My +1 for the explicit for loop with .extend()
>>> import this
The Zen of Python, by Tim Peters
Beautiful is better than ugly.
Explicit is better than implicit.
...
Readability counts.
...
In the face of ambiguity, refuse the temptation to guess.
...
When measured, the plain for loop is faster than the side-effect by the list comprehension.
import itertools
import timeit
def flattenListOfLists(lst):
result = []
for sublist in lst:
result.extend(sublist)
return result
def flattenListOfLists2(lst):
result = []
[result.extend(sublist) for sublist in lst] # uggly side effect ;)
return result
def flattenIterTools(lst):
return list(itertools.chain(*lst))
a = ["a", "i", "u", "e", "o"]
k = ["ka", "ki", "ku", "ke", "ko"]
g = ["ga", "gi", "gu", "ge", "go"]
s = ["sa", "shi", "su", "se", "so"]
z = ["za", "ji", "zu", "ze", "zo"]
t = ["ta", "chi", "tsu", "te", "to"]
d = ["da", "du", "de", "do"]
n = ["na", "ni", "nu", "ne", "no"]
h = ["ha", "hi", "hu", "he", "ho"]
b = ["ba", "bi", "bu", "be", "bo"]
p = ["pa", "pi", "pu", "pe", "po"]
m = ["ma", "mi", "mu", "me", "mo"]
y = ["ya", "yu", "yo"]
n = ["n"]
kana = [a, k, g, s, z, t, d, n, h, b, p, m, y, n]

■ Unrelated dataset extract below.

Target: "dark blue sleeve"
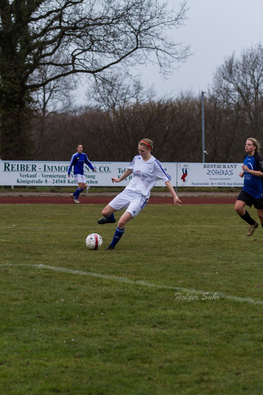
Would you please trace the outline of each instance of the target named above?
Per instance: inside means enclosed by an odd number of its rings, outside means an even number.
[[[86,164],[86,165],[88,165],[88,166],[89,166],[90,169],[91,169],[92,170],[93,170],[93,169],[95,169],[95,168],[93,167],[93,166],[92,166],[92,165],[91,164],[91,162],[90,162],[90,161],[89,160],[89,158],[88,158],[86,154],[84,154],[84,155],[85,155],[85,163]]]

t = timeit.timeit('lst = flattenListOfLists(kana)', 'from __main__ import kana, flattenListOfLists', number=100000)
print 'for loop:', t
t = timeit.timeit('lst = flattenListOfLists2(kana)', 'from __main__ import kana, flattenListOfLists2', number=100000)

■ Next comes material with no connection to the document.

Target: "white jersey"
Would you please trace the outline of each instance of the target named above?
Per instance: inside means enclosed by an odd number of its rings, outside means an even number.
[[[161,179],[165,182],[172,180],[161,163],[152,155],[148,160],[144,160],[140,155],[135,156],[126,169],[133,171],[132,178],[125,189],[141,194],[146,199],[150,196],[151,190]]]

print 'list comprehension side effect:', t
t = timeit.timeit('lst = flattenIterTools(kana)', 'from __main__ import kana, flattenIterTools\nimport itertools', number=100000)
print 'itertools:', t
It prints on my console:
for loop: 0.389831948464
list comprehension side effect: 0.468136159616
itertools: 0.620626692887
Anyway, the time is for repeating the same 100 thousands times. The readability counts is my argument.